By Marise Boehs
This Christmas marks the thirty-eighth annual Norman Christmas Day Community Dinner, which is held at the Norman High School Commons cafeteria and is coordinated by the Paula M. and Bob D. Magarian Norman Christmas Day Community Dinner Foundation, Inc.
This free, traditional Christmas dinner, which is open to everyone, and delivers over 300 meals to residents who are shut-ins. On average, 2000 meals are served through dine in and carry out.
The Dinner is held on Christmas Day from 11:00 a.m. to 2:00 p.m. Guests are greeted and served by 300 volunteers. There is a large toy room where children walk through and select what they want. Gloves, caps for children and adults, socks, scarves, and adult grooming items are distributed by our volunteers. Santa is there to take pictures with the children and hand out candy while a local band plays Christmas songs to bring joy to the families. Through the years, for some families, this is their only Christmas. Banks, businesses, and private donations along with 300 volunteers make the dinner possible.
But it hasn’t always been so. In 1987, the Magarian family of six, got together with a few caring individuals and together they organized a free community Christmas Dinner to benefit those who were alone, or those who were unable to prepare a Christmas meal.
“On Christmas Eve 1987 we had the church all set for the dinner. It was decorated and the women of St. Michaels had prepared the food. Toys were in place. It was all arranged and I went home,” said Bob Magarian.
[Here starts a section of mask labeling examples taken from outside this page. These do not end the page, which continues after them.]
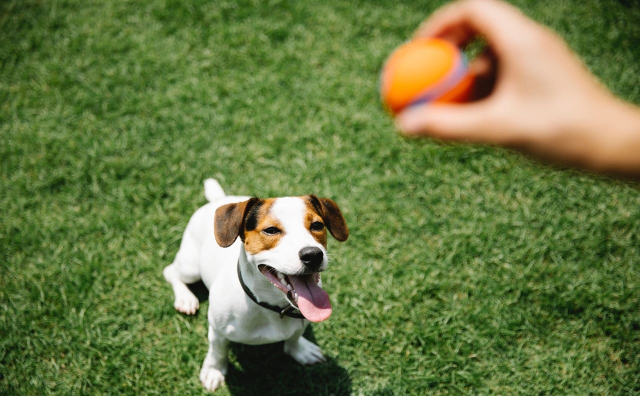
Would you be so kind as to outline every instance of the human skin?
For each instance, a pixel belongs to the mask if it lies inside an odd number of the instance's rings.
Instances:
[[[561,38],[516,8],[497,0],[450,3],[415,36],[461,47],[479,36],[487,47],[470,65],[479,83],[476,100],[409,107],[396,117],[403,133],[506,146],[640,178],[640,108],[613,95]]]

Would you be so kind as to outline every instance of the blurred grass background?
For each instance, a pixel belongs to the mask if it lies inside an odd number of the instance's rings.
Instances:
[[[514,2],[640,102],[633,1]],[[0,393],[203,394],[161,271],[202,180],[315,193],[328,361],[236,345],[218,395],[640,392],[640,190],[408,141],[387,56],[441,1],[0,3]],[[517,32],[514,32],[517,34]]]

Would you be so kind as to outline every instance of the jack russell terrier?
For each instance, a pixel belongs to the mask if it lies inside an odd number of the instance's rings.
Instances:
[[[214,179],[204,184],[209,203],[191,216],[163,271],[183,313],[198,308],[187,283],[202,280],[209,289],[202,384],[212,392],[224,382],[230,342],[284,341],[299,363],[323,361],[320,348],[302,334],[309,321],[331,315],[320,273],[327,267],[327,230],[340,241],[349,236],[340,208],[313,195],[261,200],[227,196]]]

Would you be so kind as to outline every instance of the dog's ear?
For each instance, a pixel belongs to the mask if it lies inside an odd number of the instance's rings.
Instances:
[[[238,237],[244,240],[244,219],[259,202],[259,198],[252,198],[243,202],[223,205],[216,209],[214,234],[218,244],[228,248]]]
[[[349,237],[349,228],[338,204],[329,198],[317,198],[315,195],[310,195],[309,198],[331,235],[340,242],[346,241]]]

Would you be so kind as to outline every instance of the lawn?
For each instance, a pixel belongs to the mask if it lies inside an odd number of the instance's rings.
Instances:
[[[326,363],[225,395],[640,393],[640,184],[408,140],[380,69],[439,1],[0,3],[0,394],[204,394],[161,275],[202,181],[340,206]],[[640,102],[640,7],[515,2]],[[604,131],[605,132],[605,131]]]

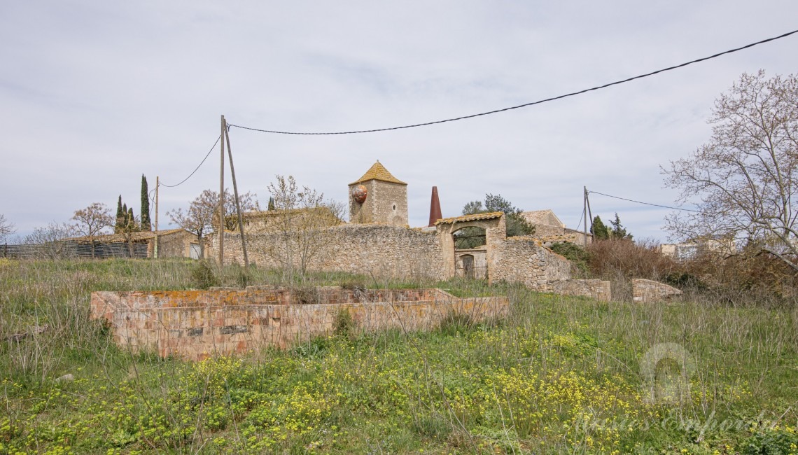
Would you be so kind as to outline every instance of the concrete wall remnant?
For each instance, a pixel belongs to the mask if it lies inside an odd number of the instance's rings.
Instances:
[[[439,289],[317,288],[316,298],[318,303],[302,304],[288,290],[270,287],[98,291],[92,293],[91,316],[110,326],[114,341],[123,349],[201,360],[286,348],[330,334],[340,311],[349,312],[357,329],[365,331],[425,330],[451,314],[481,321],[508,311],[504,297],[458,299]]]
[[[665,302],[681,295],[681,290],[664,283],[642,278],[632,280],[632,300],[635,302]]]

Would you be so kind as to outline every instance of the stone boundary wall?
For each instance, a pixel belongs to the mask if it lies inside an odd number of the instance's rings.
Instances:
[[[132,352],[152,350],[161,357],[201,360],[215,355],[286,348],[329,334],[340,311],[356,330],[426,330],[447,315],[472,320],[506,316],[506,298],[457,299],[440,290],[358,291],[322,288],[323,302],[293,303],[286,290],[98,291],[92,293],[91,316],[110,326],[114,342]],[[369,299],[387,302],[369,302]],[[350,299],[359,302],[343,303]]]
[[[307,269],[373,275],[380,278],[444,279],[446,264],[436,232],[380,224],[344,224],[298,233],[286,239],[279,232],[247,236],[250,262],[282,267],[300,267],[305,251]],[[213,257],[218,243],[214,243]],[[304,247],[303,247],[304,245]],[[241,241],[225,233],[225,260],[243,263]]]
[[[583,295],[602,302],[612,300],[609,281],[601,279],[565,279],[547,283],[548,290],[564,295]]]
[[[547,291],[547,283],[571,278],[571,263],[544,248],[531,237],[509,237],[494,246],[494,263],[488,268],[492,280],[523,283]]]

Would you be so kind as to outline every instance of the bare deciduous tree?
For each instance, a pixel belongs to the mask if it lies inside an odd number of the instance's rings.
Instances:
[[[303,276],[329,245],[326,228],[341,223],[343,205],[325,201],[323,193],[306,186],[299,188],[292,176],[275,176],[268,189],[275,207],[271,230],[277,241],[264,247],[282,266],[284,274],[293,277],[298,267]]]
[[[6,241],[6,237],[14,233],[16,228],[14,223],[6,220],[6,216],[0,213],[0,243]]]
[[[76,210],[72,220],[76,221],[75,231],[89,237],[92,243],[92,257],[94,257],[94,236],[105,228],[113,226],[114,218],[111,209],[105,204],[95,202],[85,208]]]
[[[41,245],[38,255],[44,259],[58,259],[68,255],[69,251],[64,240],[75,236],[78,232],[74,224],[67,223],[50,223],[47,226],[37,228],[25,236],[22,243],[27,245]]]
[[[798,78],[743,74],[709,123],[709,141],[662,169],[678,202],[701,200],[666,219],[671,236],[745,244],[798,270]]]
[[[258,201],[255,195],[245,192],[239,195],[239,201],[242,212],[257,210]],[[229,192],[224,190],[224,228],[235,229],[238,218],[235,214],[235,200]],[[211,190],[205,190],[188,205],[188,209],[183,212],[182,208],[172,210],[167,215],[180,228],[197,236],[200,240],[200,257],[205,257],[205,242],[203,239],[211,232],[219,220],[219,193]]]

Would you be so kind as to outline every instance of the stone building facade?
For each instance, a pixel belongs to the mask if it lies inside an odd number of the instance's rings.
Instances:
[[[586,236],[581,231],[566,228],[565,224],[551,209],[523,212],[521,212],[521,216],[535,226],[533,237],[547,247],[563,242],[584,247],[586,237],[587,244],[593,241],[592,234],[588,232]]]
[[[568,260],[545,247],[539,239],[508,238],[505,216],[500,212],[439,220],[434,229],[409,228],[407,185],[379,162],[349,188],[350,223],[290,233],[268,229],[250,232],[250,261],[267,267],[443,280],[466,276],[464,261],[470,256],[472,267],[480,270],[474,269],[469,278],[522,283],[543,291],[602,299],[608,295],[583,280],[571,280]],[[484,245],[457,249],[455,235],[464,228],[483,230]],[[217,242],[215,239],[211,248]],[[224,243],[225,260],[242,263],[239,235],[226,233]]]
[[[408,226],[407,184],[379,161],[349,189],[350,222]]]

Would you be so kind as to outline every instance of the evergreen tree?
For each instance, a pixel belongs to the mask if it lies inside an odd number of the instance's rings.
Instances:
[[[117,222],[113,225],[114,234],[122,231],[122,227],[124,226],[124,215],[125,213],[122,212],[122,195],[119,195],[119,200],[117,201]]]
[[[626,228],[621,225],[621,218],[615,212],[615,220],[610,221],[612,228],[610,229],[610,236],[614,240],[631,240],[632,235],[626,232]]]
[[[133,216],[133,209],[128,209],[128,231],[136,232],[138,231],[137,226],[136,225],[136,217]]]
[[[593,219],[593,224],[591,226],[591,234],[593,234],[594,240],[606,240],[610,238],[610,229],[601,220],[601,217],[596,215]]]
[[[147,177],[144,174],[141,174],[141,230],[152,230],[149,218],[149,194],[147,191]]]

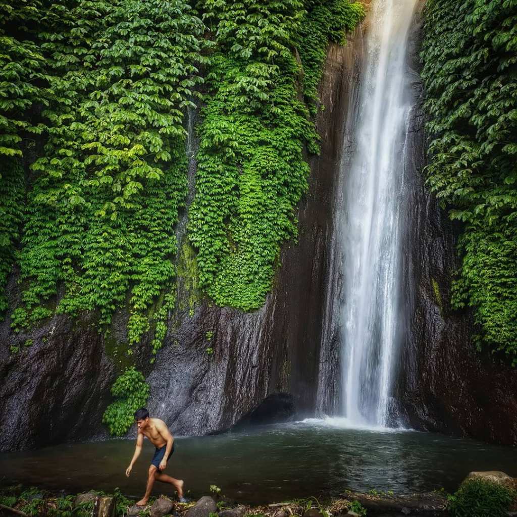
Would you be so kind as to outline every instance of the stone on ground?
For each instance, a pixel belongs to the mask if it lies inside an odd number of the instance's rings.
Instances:
[[[83,503],[93,503],[97,497],[97,494],[93,492],[87,492],[84,494],[79,494],[73,501],[74,506],[79,506]]]
[[[491,483],[496,483],[505,486],[511,486],[514,483],[513,478],[500,470],[481,470],[479,472],[471,472],[465,478],[465,481],[473,478],[481,479]]]
[[[219,517],[242,517],[246,513],[245,506],[237,506],[231,510],[223,510],[219,512]]]
[[[163,517],[170,513],[174,507],[172,501],[165,497],[160,497],[155,501],[151,507],[151,517]]]
[[[95,500],[94,515],[96,517],[115,517],[116,503],[116,497],[98,497]]]
[[[216,501],[209,496],[202,497],[195,506],[187,510],[185,517],[209,517],[210,513],[217,511]]]
[[[137,506],[136,505],[133,505],[132,506],[129,507],[129,509],[128,510],[127,517],[138,517],[138,515],[140,515],[141,513],[143,515],[144,511],[147,506]]]
[[[303,512],[303,517],[324,517],[317,508],[309,508]]]

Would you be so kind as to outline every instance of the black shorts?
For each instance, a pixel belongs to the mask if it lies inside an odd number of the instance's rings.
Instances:
[[[157,447],[155,449],[155,454],[153,457],[153,459],[151,460],[151,465],[154,465],[158,470],[160,470],[160,462],[163,459],[163,457],[165,456],[165,451],[167,449],[167,445],[165,444],[162,447],[160,447],[158,449]],[[169,455],[169,457],[167,458],[167,461],[169,461],[169,459],[172,455],[172,453],[174,452],[174,444],[172,444],[172,449],[171,449],[171,453]]]

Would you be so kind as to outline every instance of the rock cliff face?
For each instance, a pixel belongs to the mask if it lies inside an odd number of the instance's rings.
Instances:
[[[288,408],[298,418],[314,414],[333,195],[354,55],[352,44],[329,49],[321,91],[325,110],[317,121],[321,154],[311,162],[298,243],[282,251],[264,306],[247,314],[202,302],[191,316],[185,310],[174,317],[148,381],[150,409],[177,433],[213,432],[248,417],[285,418]],[[190,296],[184,283],[178,288],[180,299]]]
[[[195,292],[188,248],[181,247],[176,309],[170,315],[154,369],[148,361],[149,337],[136,353],[151,386],[149,408],[176,433],[215,432],[243,419],[267,421],[295,412],[313,414],[351,48],[330,48],[322,87],[326,109],[317,121],[321,155],[311,160],[309,189],[299,208],[298,243],[284,246],[282,265],[264,306],[244,313],[210,305]],[[193,116],[189,114],[191,130]],[[193,156],[192,131],[188,147]],[[190,199],[195,165],[191,160]],[[178,226],[180,241],[186,218]],[[19,296],[14,284],[11,279],[8,290],[13,306]],[[0,450],[105,437],[100,421],[119,361],[124,360],[117,343],[126,341],[127,315],[117,315],[108,338],[97,332],[93,315],[75,323],[56,316],[20,335],[11,330],[8,315],[0,324],[0,414],[8,416]],[[26,342],[30,346],[24,346]],[[11,345],[20,351],[10,354]]]
[[[321,90],[326,109],[317,121],[321,154],[311,160],[298,241],[284,246],[264,306],[244,313],[211,306],[196,292],[188,248],[181,247],[178,301],[164,346],[154,365],[148,361],[149,337],[136,351],[151,386],[149,409],[175,433],[216,432],[239,421],[286,419],[295,413],[299,418],[339,412],[342,279],[333,225],[342,206],[340,164],[346,171],[354,146],[363,28],[346,47],[329,49]],[[407,235],[406,281],[401,286],[409,330],[396,398],[406,422],[417,429],[517,444],[515,371],[478,354],[469,342],[469,314],[453,313],[448,306],[457,229],[423,186],[420,34],[417,17],[409,59],[417,99],[410,157],[415,173],[408,186],[414,224]],[[193,155],[192,134],[188,145]],[[190,172],[191,199],[193,160]],[[185,220],[178,225],[180,241]],[[19,296],[14,284],[11,279],[13,305]],[[56,316],[20,335],[13,334],[8,318],[0,323],[0,450],[107,436],[100,421],[124,360],[117,344],[126,341],[127,315],[117,315],[108,338],[97,332],[93,315],[76,322]],[[32,343],[24,346],[27,340]],[[10,355],[11,345],[20,352]]]
[[[423,3],[422,3],[423,4]],[[411,40],[410,65],[419,70],[420,13]],[[517,371],[479,354],[471,342],[475,329],[468,311],[453,312],[450,284],[459,265],[460,228],[452,224],[423,185],[425,163],[423,93],[419,77],[413,118],[411,162],[417,174],[410,186],[413,214],[407,238],[407,299],[412,316],[405,346],[400,400],[417,429],[517,445]]]
[[[419,74],[423,4],[420,3],[415,17],[408,56],[415,100],[405,175],[411,200],[410,213],[406,215],[412,222],[405,236],[401,286],[406,315],[401,327],[406,330],[401,336],[402,357],[393,402],[406,425],[517,445],[516,371],[488,354],[478,353],[470,341],[474,330],[470,313],[453,312],[449,306],[451,282],[459,265],[456,248],[461,229],[451,222],[424,186],[426,136]],[[353,107],[357,105],[361,49],[358,38],[354,45],[356,77],[343,133],[341,160],[345,174],[354,147]],[[340,209],[341,195],[338,187],[334,214]],[[337,234],[338,229],[334,231]],[[330,247],[326,255],[330,287],[324,311],[317,407],[321,413],[332,414],[339,413],[341,407],[339,308],[343,279],[336,240]]]

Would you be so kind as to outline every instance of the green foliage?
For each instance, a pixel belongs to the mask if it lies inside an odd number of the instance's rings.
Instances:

“The next morning I woke up early to the worst ice storm in the history of Norman to date. It was horrible. Ice was hanging from everything. Trees where down,” he continued, “But I started for the church. It took me a long time to get there. It was 5am when I arrived and Howard Moore, my right hand man, was the only one there. He was heating up the roasters.”
But the day did not go smoothly. The bus sent to the designated pickup spots only had one rider and then the bus caught fire. So the men from St. Michaels got in their cars and drove, sliding and dodging fallen limbs, around Norman.
In the end, 20 people came and 24 volunteers served them. “One family with children told me if it wasn’t for that dinner they would have not had Christmas because he had been laid off from his job two weeks earlier,” Magarian said. Thus the Annual Christmas Dinner was decided. In 2017 the Magarian family lost their only son, Bob Dwight, unexpectedly, and in 2020 their oldest daughter, Paula Marie, from brain cancer.
The family decided in 2021 to honor their memory by establishling the “Paula M. and Bob D. Magarian Norman Christmas Day Community Dinner Foundation, Inc.”